Articles-First RAG: How to not Classify And Cut Chatbot Latency in Half

Why Classification-First RAG Is Slower Than It Needs to Be

Open any RAG tutorial and the pattern looks the same: classify the query, route to the right knowledge base, retrieve, answer. Four stages, clean separation, easy to diagram.

The problem is stage one. Classification is typically a full LLM inference call. Before a single vector is fetched, you have already paid for a round trip to an LLM provider just to decide which bucket the question belongs to. On a content-heavy site, where 80 to 90 percent of questions are about published articles anyway, you are spending that latency to confirm what you already know most of the time.

The workflow I run started out this way. Three knowledge bases (articles, bio, legal), a classifier node up front, three routes downstream. Every question, even the obvious “what does this article say about CV rework”, ate a classification call before retrieval even began.

The core idea that reshaped the workflow: if retrieval against the articles KB succeeds with a decent similarity score, you never needed to classify in the first place. Skip the call, go straight to the index, and only fall back to classification when the articles index comes up empty.

Here is what the classification-first flow actually looked like.

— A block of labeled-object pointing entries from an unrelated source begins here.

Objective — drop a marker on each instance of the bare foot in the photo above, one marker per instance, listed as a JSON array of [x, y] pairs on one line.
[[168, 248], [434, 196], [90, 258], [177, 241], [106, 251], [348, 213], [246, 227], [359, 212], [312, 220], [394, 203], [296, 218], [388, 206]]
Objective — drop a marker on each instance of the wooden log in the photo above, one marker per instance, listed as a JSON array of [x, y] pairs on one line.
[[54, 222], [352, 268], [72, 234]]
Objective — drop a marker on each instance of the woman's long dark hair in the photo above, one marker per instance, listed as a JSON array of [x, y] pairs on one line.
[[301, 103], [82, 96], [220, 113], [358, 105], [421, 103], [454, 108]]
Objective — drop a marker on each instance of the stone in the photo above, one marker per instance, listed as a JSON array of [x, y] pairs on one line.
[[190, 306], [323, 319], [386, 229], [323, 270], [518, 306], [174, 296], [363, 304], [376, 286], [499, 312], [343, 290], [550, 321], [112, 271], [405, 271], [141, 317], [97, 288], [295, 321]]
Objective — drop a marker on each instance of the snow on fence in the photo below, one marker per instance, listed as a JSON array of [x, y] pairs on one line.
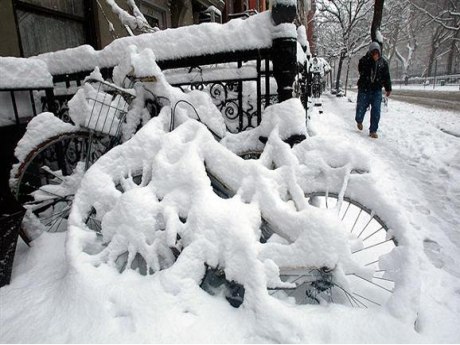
[[431, 82]]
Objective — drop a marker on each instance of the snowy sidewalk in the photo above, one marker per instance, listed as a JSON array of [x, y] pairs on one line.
[[417, 157]]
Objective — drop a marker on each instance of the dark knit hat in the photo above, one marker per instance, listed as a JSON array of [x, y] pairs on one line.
[[375, 46]]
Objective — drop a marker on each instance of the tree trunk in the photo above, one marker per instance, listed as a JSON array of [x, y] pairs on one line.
[[451, 56], [339, 71], [377, 22]]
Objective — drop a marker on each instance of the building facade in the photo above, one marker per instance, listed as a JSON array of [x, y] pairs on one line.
[[32, 27]]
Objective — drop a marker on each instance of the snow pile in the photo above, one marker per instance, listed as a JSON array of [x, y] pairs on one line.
[[255, 32], [153, 213], [41, 128], [24, 73]]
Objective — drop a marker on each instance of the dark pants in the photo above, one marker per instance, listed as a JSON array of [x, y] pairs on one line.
[[366, 98]]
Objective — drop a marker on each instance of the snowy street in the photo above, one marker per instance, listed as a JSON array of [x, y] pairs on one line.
[[416, 166], [418, 153]]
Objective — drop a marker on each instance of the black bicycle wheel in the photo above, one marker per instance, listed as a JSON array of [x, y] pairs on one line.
[[371, 243]]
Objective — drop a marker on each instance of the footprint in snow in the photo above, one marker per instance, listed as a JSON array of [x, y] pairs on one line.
[[433, 252]]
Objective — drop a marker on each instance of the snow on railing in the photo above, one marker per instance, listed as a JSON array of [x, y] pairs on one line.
[[253, 33], [20, 73]]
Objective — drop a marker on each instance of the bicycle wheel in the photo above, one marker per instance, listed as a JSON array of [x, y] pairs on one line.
[[49, 176], [369, 243]]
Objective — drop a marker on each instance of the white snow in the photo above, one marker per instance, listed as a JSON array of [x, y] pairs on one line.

Three Knowledge Bases, One Routing Strategy

The production workflow is an advanced-chat pipeline, currently at V2.2, running behind a public site. It handles three kinds of questions: questions about articles I have written, questions about me (bio, background, contact), and questions about legal pages (terms, privacy, cookies). Each lives in its own knowledge base with its own chunking and embedding config. I kept them separate because retrieval quality degrades fast when you mix a 2000-word technical article with a 40-line “About” blurb and a legal disclaimer. Mixed embeddings pull the wrong chunks for the wrong questions, and one-size-fits-all chunk sizes make every branch worse.

The routing strategy is the part most tutorials get backwards. Instead of starting with a question classifier that decides which knowledge base to hit, the workflow hits the articles KB first, unconditionally. Articles are where roughly 80% of real traffic lands, since that is what the chatbot is advertised to do from the article pages themselves. If the articles retrieval returns a non-empty result above the score threshold, the workflow goes straight to the answer-generation node with an articles-specific prompt. No classifier call. No router LLM. One retrieval, one generation.

Classification only runs on the miss path. If articles retrieval returns nothing usable, then the workflow invokes a question classifier node to decide between bio, legal, or a polite fallback. That classifier call is the expensive one, and now it only runs for the minority of queries that are not about articles.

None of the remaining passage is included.